In this case, I started a db dump, and then went on and did a bunch of cleanup (which involved a LOT of row churn). That would lead to lots of heap lookups for each index query, since the index contained lots of now-deleted rows.
This is mostly hypothetical, though, since I don't have the resources to try to recreate the situation.
Anyways, @jjanes's hint about long-running queries was the key to finding my way down the rabbit hole here.
This part is clearly deranged:
It is finding over a thousand times more rows than it thinks. A VACUUM ANALYZE should have fixed this. Perhaps your vacuum didn't do much because some long-open transaction is preventing it from removing dead tuples?
Doing VACUUM VERBOSE ANALYZE could shed some light on that.

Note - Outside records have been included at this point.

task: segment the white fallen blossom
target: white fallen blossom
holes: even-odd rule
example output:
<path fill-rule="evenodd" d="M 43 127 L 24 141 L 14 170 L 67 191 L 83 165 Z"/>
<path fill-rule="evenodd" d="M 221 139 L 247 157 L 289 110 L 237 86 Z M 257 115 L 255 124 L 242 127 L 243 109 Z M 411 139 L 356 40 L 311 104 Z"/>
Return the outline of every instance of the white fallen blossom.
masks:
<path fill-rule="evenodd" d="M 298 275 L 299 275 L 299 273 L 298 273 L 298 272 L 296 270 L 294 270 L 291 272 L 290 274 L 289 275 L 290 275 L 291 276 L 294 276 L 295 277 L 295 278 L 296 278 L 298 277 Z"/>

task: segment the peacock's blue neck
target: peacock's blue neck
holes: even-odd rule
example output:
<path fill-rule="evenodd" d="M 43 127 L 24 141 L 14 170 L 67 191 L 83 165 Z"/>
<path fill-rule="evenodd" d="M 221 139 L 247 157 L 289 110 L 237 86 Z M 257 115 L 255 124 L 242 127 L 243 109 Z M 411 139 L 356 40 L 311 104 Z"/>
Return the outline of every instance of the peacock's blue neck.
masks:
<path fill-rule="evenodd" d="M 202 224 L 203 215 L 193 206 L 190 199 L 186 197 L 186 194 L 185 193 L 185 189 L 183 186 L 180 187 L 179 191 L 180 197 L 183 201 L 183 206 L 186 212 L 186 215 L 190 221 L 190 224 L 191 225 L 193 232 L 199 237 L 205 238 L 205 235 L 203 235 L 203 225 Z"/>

You can also explore this further by using the test query:
Try to get it to run as both a bitmap scan, and regular index scan by fiddling with enable_* parameters, so we can compare the two reports. In particular, a held-open transaction will lead to the actual count for the bitmap index scan node being higher, as it must count rows before testing for visibility, while the ordinary index scan will discard invisible rows before increment the count.